CDU Neuss will Gewerbesteuer um 45 Prozent senken „Politische Bankrotterklärung“ oder „echte Kehrtwende“?
Neuss · Neuss muss sparen: Für das kommende Jahr rechnet Stadtkämmerer Frank Gensler mit einem Defizit von 27,4 Millionen Euro (wir berichteten). Jetzt sind die Politiker an der Reihe. Wie sie das Loch im Stadtsäckel stopfen wollen und welche Projekte trotz Geldmangel umgesetzt werden sollen, besprachen am vergangenen Wochenende CDU und SPD auf ihren Klausurtagungen. Der größte „Hammer“: Die Christdemokraten wollen die Gewerbesteuer, die in die Stadtkasse fließt, um 45 Prozent senken. Die Sozialdemokraten sehen darin eine „politische Bankrotterklärung“.

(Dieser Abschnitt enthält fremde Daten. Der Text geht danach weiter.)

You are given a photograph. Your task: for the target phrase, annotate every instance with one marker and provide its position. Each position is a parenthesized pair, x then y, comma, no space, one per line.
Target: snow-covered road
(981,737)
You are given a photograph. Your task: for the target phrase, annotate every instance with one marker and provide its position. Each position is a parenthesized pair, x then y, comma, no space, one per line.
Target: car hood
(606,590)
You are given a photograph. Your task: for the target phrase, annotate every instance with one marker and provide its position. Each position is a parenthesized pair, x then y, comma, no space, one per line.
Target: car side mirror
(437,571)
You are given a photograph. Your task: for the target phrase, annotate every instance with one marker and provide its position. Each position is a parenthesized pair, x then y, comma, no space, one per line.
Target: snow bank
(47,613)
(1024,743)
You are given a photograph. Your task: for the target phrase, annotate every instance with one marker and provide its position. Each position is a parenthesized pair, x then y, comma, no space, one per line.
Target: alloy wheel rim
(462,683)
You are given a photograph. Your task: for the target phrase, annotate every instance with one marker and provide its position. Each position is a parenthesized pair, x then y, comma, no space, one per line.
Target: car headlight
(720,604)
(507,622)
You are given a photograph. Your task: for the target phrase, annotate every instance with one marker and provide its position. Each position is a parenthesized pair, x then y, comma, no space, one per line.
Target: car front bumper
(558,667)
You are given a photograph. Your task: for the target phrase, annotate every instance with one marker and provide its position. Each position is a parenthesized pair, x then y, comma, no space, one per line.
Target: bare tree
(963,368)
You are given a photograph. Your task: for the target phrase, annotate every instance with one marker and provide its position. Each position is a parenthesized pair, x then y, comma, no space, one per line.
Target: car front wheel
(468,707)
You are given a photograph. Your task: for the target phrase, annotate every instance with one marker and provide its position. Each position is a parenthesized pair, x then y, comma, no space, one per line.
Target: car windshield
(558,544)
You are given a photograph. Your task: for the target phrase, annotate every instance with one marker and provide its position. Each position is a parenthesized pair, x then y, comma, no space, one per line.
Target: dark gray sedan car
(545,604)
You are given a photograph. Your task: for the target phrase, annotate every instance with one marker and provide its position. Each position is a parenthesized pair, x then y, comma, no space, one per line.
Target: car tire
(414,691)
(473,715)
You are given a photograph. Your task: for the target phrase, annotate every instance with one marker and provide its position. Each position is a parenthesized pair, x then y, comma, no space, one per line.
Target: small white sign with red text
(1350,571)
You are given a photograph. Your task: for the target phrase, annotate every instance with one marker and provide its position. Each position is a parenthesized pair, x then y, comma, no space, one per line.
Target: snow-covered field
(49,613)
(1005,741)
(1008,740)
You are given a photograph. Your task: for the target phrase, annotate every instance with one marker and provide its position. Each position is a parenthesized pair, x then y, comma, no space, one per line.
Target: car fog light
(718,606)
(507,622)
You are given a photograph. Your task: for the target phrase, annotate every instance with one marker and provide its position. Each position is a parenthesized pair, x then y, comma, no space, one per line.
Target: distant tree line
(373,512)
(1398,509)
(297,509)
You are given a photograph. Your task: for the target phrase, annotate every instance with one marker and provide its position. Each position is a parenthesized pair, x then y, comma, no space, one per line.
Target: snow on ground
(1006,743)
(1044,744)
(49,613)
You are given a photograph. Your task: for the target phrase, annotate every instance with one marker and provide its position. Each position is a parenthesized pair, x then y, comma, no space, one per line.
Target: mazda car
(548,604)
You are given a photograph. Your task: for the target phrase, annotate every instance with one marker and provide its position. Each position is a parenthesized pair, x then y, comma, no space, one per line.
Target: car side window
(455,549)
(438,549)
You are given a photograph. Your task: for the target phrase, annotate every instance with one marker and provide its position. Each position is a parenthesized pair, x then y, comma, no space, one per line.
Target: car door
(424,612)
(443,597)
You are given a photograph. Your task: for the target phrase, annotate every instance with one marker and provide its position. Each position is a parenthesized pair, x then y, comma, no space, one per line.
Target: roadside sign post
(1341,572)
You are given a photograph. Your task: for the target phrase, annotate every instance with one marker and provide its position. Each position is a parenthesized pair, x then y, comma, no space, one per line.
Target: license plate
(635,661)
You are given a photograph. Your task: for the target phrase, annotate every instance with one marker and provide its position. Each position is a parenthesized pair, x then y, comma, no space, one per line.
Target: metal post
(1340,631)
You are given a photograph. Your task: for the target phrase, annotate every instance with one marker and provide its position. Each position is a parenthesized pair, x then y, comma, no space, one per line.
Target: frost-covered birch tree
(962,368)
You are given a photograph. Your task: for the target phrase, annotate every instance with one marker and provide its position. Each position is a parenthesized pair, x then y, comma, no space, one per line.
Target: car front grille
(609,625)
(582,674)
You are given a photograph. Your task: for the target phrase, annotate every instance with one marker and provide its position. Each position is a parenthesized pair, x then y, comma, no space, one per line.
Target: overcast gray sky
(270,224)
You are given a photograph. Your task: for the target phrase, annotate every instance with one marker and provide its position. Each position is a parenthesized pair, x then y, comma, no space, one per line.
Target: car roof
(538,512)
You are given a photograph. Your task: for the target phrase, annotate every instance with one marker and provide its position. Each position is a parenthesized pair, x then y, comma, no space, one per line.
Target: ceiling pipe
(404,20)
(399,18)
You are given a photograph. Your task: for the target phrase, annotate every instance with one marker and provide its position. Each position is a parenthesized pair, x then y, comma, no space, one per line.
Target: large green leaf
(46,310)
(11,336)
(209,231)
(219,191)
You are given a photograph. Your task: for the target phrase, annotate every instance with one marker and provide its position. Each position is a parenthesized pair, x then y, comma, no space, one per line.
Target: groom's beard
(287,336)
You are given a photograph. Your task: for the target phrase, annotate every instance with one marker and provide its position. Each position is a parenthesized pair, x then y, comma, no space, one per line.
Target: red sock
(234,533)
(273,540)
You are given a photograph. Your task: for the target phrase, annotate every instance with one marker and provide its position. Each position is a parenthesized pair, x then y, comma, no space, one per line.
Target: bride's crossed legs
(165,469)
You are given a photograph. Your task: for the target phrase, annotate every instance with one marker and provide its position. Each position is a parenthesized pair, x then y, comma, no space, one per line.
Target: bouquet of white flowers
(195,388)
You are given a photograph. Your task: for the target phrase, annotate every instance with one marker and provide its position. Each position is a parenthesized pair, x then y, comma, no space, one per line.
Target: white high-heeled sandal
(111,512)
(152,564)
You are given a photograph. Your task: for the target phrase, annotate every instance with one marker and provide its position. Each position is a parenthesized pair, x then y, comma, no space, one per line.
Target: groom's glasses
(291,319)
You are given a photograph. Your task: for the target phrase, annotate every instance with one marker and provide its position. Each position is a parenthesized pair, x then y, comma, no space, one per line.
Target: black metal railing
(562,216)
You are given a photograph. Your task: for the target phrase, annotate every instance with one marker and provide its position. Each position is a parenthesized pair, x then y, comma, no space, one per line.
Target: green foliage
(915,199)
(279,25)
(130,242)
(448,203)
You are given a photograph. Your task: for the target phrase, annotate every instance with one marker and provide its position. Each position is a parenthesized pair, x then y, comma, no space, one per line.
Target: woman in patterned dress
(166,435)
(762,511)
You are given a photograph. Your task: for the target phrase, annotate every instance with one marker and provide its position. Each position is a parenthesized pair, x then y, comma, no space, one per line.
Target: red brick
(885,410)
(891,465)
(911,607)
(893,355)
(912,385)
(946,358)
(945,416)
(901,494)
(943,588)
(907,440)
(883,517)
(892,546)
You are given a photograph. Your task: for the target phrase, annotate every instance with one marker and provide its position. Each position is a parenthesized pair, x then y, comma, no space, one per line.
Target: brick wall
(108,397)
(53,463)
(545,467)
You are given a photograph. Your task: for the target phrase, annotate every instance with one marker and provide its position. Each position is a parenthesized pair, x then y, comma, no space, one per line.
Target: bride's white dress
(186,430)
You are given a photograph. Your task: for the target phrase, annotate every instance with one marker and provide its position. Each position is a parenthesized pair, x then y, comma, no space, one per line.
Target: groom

Auf der Tagung in Wermelskirchen sprach der CDU-Fraktionsvorsitzende Sven Schümann von einer „Haushaltswende“ und einer „echten Kehrtwende zur Rettung des Haushalts“. Das sieht auch der Parteivorsitzende Jan-Philipp Büchler so: „Mit einer Gewerbesteuersenkung können wir die Neusser Ausbildungs- und Arbeitsplätze in dieser schwierigen Zeit schützen, Abwanderung von Firmen verhindern und neue Firmen nach Neuss holen. Damit können wir unsere sozialen Leistungen und die Investitionen in Infrastruktur und Klimaschutz überhaupt erst umsetzen“, macht er deutlich, „denn die Stadt Neuss hat ihre Klimaziele um 98 Prozent verfehlt. Die Stadt braucht dringend mehr Geld, um den CO2-Ausstoß zu reduzieren. Geld, das wir heute nicht haben. Die Ansiedlung von mehr Unternehmen und Arbeitsplätzen ist die Chance, dies zu ändern.“ Auch will die CDU die Ausweisung neuer Gewerbegebiete wieder auf die Agenda setzen.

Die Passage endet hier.